Vituperios como razones y argumentos en las redes sociales, reyertas por diálogo en los sitios de opinión, pendencias entre partidos como ética política, abusos a niños, golpizas cuando no asesinatos a mujeres, tapabocas a quienes disienten, marchas pacíficas disueltas a porrazos y balas, migrantes en busca de hogar seguro dejados al azar de la intemperie, genocidios en nombre de determinada fe, crímenes raciales, gobiernos impuestos por la razón de la fuerza, guerras por intereses mercantiles disfrazados de asistencia liberadora…
Tal es, en parco resumen, el panorama de este mundo. Una energía, potente como la gravitación universal, pero perniciosa y mortífera, parece hacer girar al planeta.
No hay fuerza más destructiva que el odio. Genera entre las personas constante resentimiento, agresividad, animadversión, rencillas, guerras, ansias de aniquilar al semejante. Pero el odio no solo hace daño al otro. En primer lugar perjudica al propio odiador. Lo sume en un estado de perpetua irritación, de obnubilación que no deja actuar a la sensatez, que enturbia la comprensión, que aleja todo afecto. La persona que odia no conoce la paz interior tan necesaria para acercarse, comprender y actuar debidamente en el mundo.
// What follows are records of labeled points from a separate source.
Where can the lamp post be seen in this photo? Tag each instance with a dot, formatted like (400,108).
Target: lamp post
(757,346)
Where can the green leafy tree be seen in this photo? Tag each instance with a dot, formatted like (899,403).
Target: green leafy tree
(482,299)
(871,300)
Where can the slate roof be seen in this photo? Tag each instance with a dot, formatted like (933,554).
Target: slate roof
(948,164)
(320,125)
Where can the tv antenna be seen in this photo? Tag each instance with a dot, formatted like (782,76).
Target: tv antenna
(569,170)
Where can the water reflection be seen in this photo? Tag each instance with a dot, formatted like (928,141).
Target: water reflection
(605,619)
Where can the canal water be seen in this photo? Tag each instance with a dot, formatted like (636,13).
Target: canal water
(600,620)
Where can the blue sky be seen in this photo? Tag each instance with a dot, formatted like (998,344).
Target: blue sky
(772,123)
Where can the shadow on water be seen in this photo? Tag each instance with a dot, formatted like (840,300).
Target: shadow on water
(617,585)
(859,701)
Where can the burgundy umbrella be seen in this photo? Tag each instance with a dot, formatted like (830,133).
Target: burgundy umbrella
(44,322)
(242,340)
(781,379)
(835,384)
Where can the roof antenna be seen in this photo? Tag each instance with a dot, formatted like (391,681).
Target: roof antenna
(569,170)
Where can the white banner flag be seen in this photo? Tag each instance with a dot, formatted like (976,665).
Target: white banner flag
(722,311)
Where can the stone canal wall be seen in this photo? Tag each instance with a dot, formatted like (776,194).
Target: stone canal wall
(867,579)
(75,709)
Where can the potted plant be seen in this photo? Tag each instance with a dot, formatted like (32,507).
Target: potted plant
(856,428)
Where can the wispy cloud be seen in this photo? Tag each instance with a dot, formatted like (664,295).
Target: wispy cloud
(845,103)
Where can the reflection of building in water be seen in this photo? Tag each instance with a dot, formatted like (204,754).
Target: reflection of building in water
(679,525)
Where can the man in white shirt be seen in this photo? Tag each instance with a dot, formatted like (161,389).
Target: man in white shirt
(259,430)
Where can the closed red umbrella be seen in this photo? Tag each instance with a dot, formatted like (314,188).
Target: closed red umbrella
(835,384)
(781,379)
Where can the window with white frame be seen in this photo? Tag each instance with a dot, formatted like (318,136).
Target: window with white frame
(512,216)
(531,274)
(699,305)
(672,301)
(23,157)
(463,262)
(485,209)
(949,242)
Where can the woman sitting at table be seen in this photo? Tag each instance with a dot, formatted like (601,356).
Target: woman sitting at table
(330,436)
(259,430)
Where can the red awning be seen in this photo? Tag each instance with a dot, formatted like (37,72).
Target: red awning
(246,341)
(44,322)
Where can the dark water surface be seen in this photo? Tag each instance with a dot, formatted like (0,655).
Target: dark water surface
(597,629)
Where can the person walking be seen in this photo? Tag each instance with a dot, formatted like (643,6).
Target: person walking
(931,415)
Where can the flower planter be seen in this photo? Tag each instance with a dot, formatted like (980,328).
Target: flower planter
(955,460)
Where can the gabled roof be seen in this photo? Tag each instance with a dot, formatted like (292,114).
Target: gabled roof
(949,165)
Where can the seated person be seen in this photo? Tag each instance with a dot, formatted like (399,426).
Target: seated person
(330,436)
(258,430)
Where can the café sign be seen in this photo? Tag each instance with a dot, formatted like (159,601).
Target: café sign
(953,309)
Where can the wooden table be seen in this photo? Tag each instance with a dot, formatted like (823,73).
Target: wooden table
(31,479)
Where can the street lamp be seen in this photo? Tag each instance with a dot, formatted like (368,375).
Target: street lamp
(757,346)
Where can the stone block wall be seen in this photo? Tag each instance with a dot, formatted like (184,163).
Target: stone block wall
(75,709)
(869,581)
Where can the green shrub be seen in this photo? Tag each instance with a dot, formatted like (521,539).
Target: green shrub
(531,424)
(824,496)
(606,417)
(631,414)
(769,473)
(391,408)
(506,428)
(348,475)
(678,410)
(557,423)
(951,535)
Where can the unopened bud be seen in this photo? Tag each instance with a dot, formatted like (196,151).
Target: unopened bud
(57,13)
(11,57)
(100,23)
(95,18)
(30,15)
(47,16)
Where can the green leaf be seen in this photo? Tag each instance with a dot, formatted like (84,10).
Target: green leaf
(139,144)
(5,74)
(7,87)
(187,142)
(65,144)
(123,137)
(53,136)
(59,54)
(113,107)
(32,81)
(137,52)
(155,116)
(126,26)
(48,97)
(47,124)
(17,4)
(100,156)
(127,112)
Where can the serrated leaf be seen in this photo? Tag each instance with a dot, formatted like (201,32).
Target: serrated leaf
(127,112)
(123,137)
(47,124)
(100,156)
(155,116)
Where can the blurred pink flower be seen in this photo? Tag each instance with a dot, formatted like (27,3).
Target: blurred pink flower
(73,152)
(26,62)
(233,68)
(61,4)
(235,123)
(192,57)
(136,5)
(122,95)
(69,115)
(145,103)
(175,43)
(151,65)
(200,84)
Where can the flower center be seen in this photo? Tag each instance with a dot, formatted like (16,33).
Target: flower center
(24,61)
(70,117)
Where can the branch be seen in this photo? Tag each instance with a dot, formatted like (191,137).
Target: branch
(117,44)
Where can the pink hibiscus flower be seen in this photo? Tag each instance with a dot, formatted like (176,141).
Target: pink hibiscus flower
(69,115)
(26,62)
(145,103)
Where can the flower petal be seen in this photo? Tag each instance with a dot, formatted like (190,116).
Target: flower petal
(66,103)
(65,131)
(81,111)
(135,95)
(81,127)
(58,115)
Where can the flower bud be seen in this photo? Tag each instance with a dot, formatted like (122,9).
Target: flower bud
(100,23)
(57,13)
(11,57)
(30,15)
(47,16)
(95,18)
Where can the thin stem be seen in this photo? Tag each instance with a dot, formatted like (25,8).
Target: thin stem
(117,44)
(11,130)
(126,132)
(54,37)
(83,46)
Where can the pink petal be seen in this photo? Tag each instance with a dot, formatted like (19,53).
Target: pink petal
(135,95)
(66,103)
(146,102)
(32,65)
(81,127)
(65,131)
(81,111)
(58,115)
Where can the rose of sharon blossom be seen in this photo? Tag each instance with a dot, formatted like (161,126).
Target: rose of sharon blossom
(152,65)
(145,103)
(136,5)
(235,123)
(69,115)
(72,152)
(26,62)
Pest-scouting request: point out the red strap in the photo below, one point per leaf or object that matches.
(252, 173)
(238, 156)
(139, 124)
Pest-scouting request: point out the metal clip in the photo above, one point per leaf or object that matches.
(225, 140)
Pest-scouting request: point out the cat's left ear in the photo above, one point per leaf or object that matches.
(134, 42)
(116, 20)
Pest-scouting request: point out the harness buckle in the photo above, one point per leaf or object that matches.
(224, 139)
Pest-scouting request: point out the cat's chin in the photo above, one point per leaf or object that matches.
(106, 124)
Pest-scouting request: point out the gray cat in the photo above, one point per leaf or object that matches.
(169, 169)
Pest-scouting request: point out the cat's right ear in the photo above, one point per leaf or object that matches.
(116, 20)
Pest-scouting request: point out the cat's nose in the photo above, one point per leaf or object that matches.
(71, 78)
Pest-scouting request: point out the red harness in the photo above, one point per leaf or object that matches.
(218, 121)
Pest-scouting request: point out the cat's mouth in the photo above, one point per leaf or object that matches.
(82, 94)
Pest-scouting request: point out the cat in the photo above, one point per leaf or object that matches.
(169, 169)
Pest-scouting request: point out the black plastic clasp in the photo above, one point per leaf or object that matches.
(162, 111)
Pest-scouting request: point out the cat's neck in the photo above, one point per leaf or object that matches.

Y no se trata de la ira que es una energía necesaria para proceder con fuerza ante algo que nos lesiona, pero que no deja secuelas. La ira es ocasional y enfocada a un acto, el odio es permanente y se proyecta ante todo lo que el individuo considera inconveniente. Va dirigido no a los actos de una persona sino a la persona misma, pues se ve a esta como causa de nuestras decepciones, frustraciones y derrotas. Al ser un impulso instintivo e irracional actúa de forma desproporcionada y arrasadora contra el objeto de su animadversión.
El odio es fruto de la incapacidad del individuo para la autocrítica, el diálogo y la tolerancia. La arrogancia de pretender que siempre tenemos la razón o el rencor de creer que siempre somos la víctima es lo que genera el odio. Es por eso tan necesario el autoconocimiento, el pensamiento crítico, la sensibilidad ante lo diferente, el razonamiento asistido de sensibilidad humana.
Nadie es perfecto, pero eso no nos hace peores, solo humanos. Saber y aceptar esto nos lleva a una mayor paz interior, a una constante autosuperación y a un espíritu conciliador tan necesario siempre para el equilibrio de las relaciones humanas.
Por su carácter ofuscador y agresivo, que no admite otros argumentos que los de su pasión exacerbada, el odio puede ser fruto de manipulación para tétricas misiones. Precisamente, conocedores de la pujanza demoledora de este sentimiento, muchos capos de masas humanas lo han aprovechado para azuzar a favor de sus propósitos a unos grupos de sujetos contra otros.
Es la virulencia que atizó Franco contra los republicanos, el encono que incitaron los gobernantes pretorianos contra los negros sudafricanos, la carnicería que logró desatar Hitler contra los judíos y otras minorías o el minucioso exterminio de Stalin a sus opositores, solo por citar unos casos conocidos.
El mundo solo tendrá paz cuando nos acerquemos los unos a los otros a consensuar, a compartir y cooperar. Cuando se asuma una actitud así, los bandos y partidos solo servirán para objetivos concretos, pero nunca para la anulación o eliminación del otro.
El otro diferente es solo la parte que me hace comprender que la vida es mucho más que mi yo y lo que creo, y que todos podemos convivir con cordura, comedimiento y respeto. Alejemos con autosuperación esta cualidad aciaga porque, como decía Martí: «El odio es un tósigo: ofusca, si no mata, a aquel a quien invade».